What’s not fine is that (1) under the guise of feminism, Ingall has penned a disgustingly sexist and crass attack on male critics, a respectable online magazine published it, and some people are apparently loving it; and (2) Ingall seriously misrepresents both the overall tenor of the reviews and some of the actual critics she slams.

After cherry-picking a few “meh” reviews, Ingall writes:

All these critics are boys. This movie is an extraordinary, subversive story about sisterhood, and it is funny and surprising and weird, and they do not get it because they are writing with their penises.

Really, Ingall?  Really, Tablet?  “Boys”? “Writing with their penises”?  Good grief.  Imagine the reaction if a male writer derided “girl” critics who were insufficiently enthusiastic about some male-oriented movie and opined that “they do not get it because they are writing with their ovaries.”  (Yeah, okay, Rush Limbaugh says this kind of crap, which he rightly gets slammed for.  But I can’t imagine, say, Commentary or National Review Online publishing anything of the sort.)

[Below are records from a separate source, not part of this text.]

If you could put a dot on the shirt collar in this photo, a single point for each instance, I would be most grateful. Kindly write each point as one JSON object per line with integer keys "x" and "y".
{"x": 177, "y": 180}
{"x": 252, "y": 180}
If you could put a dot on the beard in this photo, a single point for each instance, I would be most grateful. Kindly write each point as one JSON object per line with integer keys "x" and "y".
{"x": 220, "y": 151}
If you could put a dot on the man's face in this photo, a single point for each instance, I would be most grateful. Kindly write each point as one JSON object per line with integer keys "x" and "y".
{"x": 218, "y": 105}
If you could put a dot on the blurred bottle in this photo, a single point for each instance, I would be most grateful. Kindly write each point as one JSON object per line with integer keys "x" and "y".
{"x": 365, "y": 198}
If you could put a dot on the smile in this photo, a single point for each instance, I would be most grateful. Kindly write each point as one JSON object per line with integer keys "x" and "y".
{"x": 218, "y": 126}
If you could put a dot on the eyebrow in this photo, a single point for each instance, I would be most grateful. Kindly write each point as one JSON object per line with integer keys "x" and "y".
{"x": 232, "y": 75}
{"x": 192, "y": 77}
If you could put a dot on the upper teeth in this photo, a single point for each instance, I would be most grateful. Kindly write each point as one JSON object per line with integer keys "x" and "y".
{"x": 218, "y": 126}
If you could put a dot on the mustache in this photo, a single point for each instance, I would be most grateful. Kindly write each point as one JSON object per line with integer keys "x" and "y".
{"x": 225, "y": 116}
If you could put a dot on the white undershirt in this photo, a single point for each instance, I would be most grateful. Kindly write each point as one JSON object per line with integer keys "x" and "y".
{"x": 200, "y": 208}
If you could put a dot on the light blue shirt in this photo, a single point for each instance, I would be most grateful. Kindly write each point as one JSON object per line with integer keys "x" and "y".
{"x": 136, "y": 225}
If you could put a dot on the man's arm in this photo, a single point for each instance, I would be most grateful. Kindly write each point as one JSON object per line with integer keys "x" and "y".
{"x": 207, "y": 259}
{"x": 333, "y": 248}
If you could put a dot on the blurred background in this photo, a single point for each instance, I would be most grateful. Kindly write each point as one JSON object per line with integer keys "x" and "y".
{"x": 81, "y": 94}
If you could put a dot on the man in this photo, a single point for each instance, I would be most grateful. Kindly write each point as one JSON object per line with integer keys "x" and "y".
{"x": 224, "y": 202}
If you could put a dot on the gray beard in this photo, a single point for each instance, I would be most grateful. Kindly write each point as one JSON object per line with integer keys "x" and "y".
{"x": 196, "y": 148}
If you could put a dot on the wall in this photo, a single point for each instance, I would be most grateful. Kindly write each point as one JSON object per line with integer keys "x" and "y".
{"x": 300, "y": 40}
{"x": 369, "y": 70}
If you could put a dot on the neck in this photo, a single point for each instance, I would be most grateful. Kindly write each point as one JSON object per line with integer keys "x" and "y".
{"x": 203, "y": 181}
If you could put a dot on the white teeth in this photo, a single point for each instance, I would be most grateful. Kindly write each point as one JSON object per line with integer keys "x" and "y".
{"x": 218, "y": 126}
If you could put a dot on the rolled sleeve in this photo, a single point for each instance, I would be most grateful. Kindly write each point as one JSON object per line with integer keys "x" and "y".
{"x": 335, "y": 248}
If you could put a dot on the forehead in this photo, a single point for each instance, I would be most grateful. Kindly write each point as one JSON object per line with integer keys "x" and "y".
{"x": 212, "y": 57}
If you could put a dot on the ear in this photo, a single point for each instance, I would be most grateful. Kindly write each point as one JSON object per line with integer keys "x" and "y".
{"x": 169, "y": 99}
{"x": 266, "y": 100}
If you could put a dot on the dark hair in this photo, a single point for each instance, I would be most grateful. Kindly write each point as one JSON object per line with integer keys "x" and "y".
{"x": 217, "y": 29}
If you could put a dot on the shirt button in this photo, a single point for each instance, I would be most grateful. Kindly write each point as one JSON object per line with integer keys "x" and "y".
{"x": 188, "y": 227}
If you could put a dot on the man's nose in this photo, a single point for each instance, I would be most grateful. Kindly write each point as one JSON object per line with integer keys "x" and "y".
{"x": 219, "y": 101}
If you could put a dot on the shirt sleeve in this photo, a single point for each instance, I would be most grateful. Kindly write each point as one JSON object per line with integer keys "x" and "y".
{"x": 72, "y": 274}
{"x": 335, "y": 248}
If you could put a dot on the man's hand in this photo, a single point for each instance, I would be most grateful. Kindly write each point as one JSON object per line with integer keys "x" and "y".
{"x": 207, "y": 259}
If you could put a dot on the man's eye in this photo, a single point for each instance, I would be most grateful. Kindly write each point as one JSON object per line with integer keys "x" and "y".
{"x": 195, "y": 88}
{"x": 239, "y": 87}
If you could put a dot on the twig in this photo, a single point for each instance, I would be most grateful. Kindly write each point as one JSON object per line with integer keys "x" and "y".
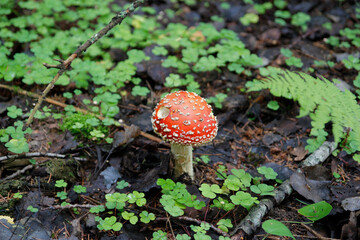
{"x": 189, "y": 219}
{"x": 65, "y": 65}
{"x": 38, "y": 154}
{"x": 63, "y": 105}
{"x": 17, "y": 173}
{"x": 320, "y": 155}
{"x": 316, "y": 234}
{"x": 253, "y": 220}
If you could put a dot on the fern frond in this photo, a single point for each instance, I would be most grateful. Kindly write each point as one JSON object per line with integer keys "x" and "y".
{"x": 321, "y": 100}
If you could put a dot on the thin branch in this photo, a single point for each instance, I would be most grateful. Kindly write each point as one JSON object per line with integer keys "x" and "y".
{"x": 63, "y": 105}
{"x": 39, "y": 154}
{"x": 65, "y": 65}
{"x": 17, "y": 173}
{"x": 193, "y": 220}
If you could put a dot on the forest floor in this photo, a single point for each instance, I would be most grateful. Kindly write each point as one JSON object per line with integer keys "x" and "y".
{"x": 44, "y": 193}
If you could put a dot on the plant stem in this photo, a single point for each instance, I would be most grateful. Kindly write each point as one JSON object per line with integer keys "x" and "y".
{"x": 183, "y": 156}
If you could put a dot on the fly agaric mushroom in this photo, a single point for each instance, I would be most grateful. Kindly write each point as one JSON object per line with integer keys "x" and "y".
{"x": 185, "y": 120}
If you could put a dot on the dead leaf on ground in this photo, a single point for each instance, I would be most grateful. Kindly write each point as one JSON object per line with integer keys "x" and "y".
{"x": 299, "y": 153}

Speaking of “not getting it,” I think Ingall actually misunderstood the meaning of a line that particularly incensed her in Stephen Holden’s New York Times review.  Holden wrote:

“Frozen,” for all its innovations, is not fundamentally revolutionary. Its animated characters are the same familiar, blank-faced, big-eyed storybook figures. But they are a little more psychologically complex than their Disney forerunners. Its princesses may gaze at a glass ceiling, but most are not ready to shatter it.

Ingall fumes:

Wait, what? It’s true, animated movies fall down spectacularly when it comes to body-image diversity. This is no exception. (My daughter Josie observed that the princesses’ eyes are wider than their arms, and I know of someone who dismissed the film as “Battle of the Snow Barbies.”) But how are they not shattering a glass ceiling? It’s a cartoon in which both of the leads are female, the love story is secondary to the tale of the sisters’ relationship, and oh yeah, audiences are flocking to see it in record numbers despite the tepid reviews.

Actually, I believe Holden is contrasting the film’s princesses, Elsa and Anna, to “their Disney forerunners.”  The last line in the paragraph Ingall quotes is rather clunkily written and confusing, but it sure looks to me like “Its princesses” refers to “Disney’s princesses,” not Elsa and Anna (“most” of two makes no sense).  I think Holden is saying that Frozen‘s princesses do shatter the “glass ceiling,” an interpretation supported by the fact that his next paragraph notes that this is the first Disney animated feature with a female director.

But back to Ingall for this snarky aside:

(I did laugh at the conservative New York Post’s response: “[Disney] too often panics at feminist pressure and orders up formulaically ‘strong, capable, smart’ girls.” Heaven forfend! Love those quote marks. Who’s really panicking here, monkeyboy?)

What Ingall doesn’t say is that the New York Post review by Kyle Smith is actually highly positive (he gives the movie 3.5 stars out of 4, compared to 3 out of 5 from gender traitor Elizabeth Weitzmann in the rival, and liberal, tabloid The Daily News).  Also, Smith is — in this case, unmistakably — contrasting Frozen‘s Elsa, whom he calls “intriguingly nuanced” and “cool,” to the “formulaically ‘strong, capable, smart'” girls from other Disney films.

Oh, and just to remind you: Frozen did not get “tepid reviews.”

To recap:

This is a year in which female-driven movies (Catching Fire, Frozen, Gravity) have done amazingly well with audiences and with critics.

And out of this, a feminist writer manages to get a male-bashing whinefest about slights to women and girls (or to feminism) at the hands of beastly men.

Imaginary slights, I should add.

And then feminists complain that feminism gets a bad press.